Received: 22 May 2017

Accepted: 3 December 2017

Published: 16 December 2017

Abstract

Background

Several studies have reported a correlation between antral follicle count by conventional 2D transvaginal sonography and serum anti-Müllerian hormone levels. However, few studies have investigated the effectiveness of 3D SonoAVC transvaginal ultrasound technology, particularly in infertile women. Therefore, this study aims to evaluate the usefulness of three-dimensional (3D) SonoAVC transvaginal ultrasound technology for antral follicle count and its correlation to conventional two-dimensional (2D) transvaginal ultrasound and serum levels of anti-Müllerian hormone in infertile women.

Methods

This cross-sectional study included 42 infertile women with age lower than 40 years that underwent treatment at a private fertility clinic between June and December 2015. Patient data included age, body mass index and cause of infertility. On cycle day 3 the following hormone levels were measured: serum levels of anti-Müllerian hormone, follicle-stimulating hormone, cancer antigen 125, prolactin, thyroid-stimulating hormone and oestradiol; the number of antral follicles was counted as well.

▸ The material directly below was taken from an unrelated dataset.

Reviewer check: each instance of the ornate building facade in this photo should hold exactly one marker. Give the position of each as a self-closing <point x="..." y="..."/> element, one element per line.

The scanning were performed through 2D and 3D technology transvaginal ultrasound.

Results

Using a Bland-Altman test we demonstrated that both technologies are quite equivalent. However, antral follicle count is higher using 3D ultrasound technology compared to 2D technology (p < 0.001; Wilcoxon test), this finding is mainly remarkable in ovaries with more than 20 antral follicles. Moreover, the mean time required for manual 2D ultrasound and 3D SonoAVC measurements were 275 ± 109 and 103 ± 57 s, respectively (p < 0.001). Serum AMH concentration correlated to the total number of early antral follicles (correlation coefficients = 0.678 and 0.612; p < 0.001 by 2D ultrasound and 3D SonoAVC, respectively; Spearman’s correlation test).

Conclusions

Antral follicle count is better estimated using 3D ultrasound compared to 2D technology. A great advantage of 3D SonoAVC was less time required for an examination and the visual advantage when it need to count more than 20 follicles.

Trial registration

CAAE: 35141114.4.0000.5327. Registered 10 June 2015.

Keywords

  • Anti-Müllerian hormone
  • Antral follicle count
  • Infertility
  • Transvaginal ultrasound
  • 3D SonoAVC

Background

One of the biggest challenges in the management of infertile patients is the loss of reproductive potential with increasing age. The postponement of pregnancy in the modern world is due to several factors, including the pursuit of careers by women, widespread use of contraception, and the development of assisted reproduction techniques. Maternal age is a major factor for decrease in fertility and increase in abortion rates [13]. Decreased ovarian reserve with the loss of oocyte quality and depletion of the number of available oocytes with increased age is reflected in the decline in oocyte recovery rate and the decrease in embryo quality and pregnancy rates by in vitro fertilization [1, 2]. The use of follicle - stimulating hormone (FSH), oestradiol (E2), inhibin B, and, more recently, anti-Müllerian hormone (AMH) to evaluate reproductive potential have been described as good markers [4].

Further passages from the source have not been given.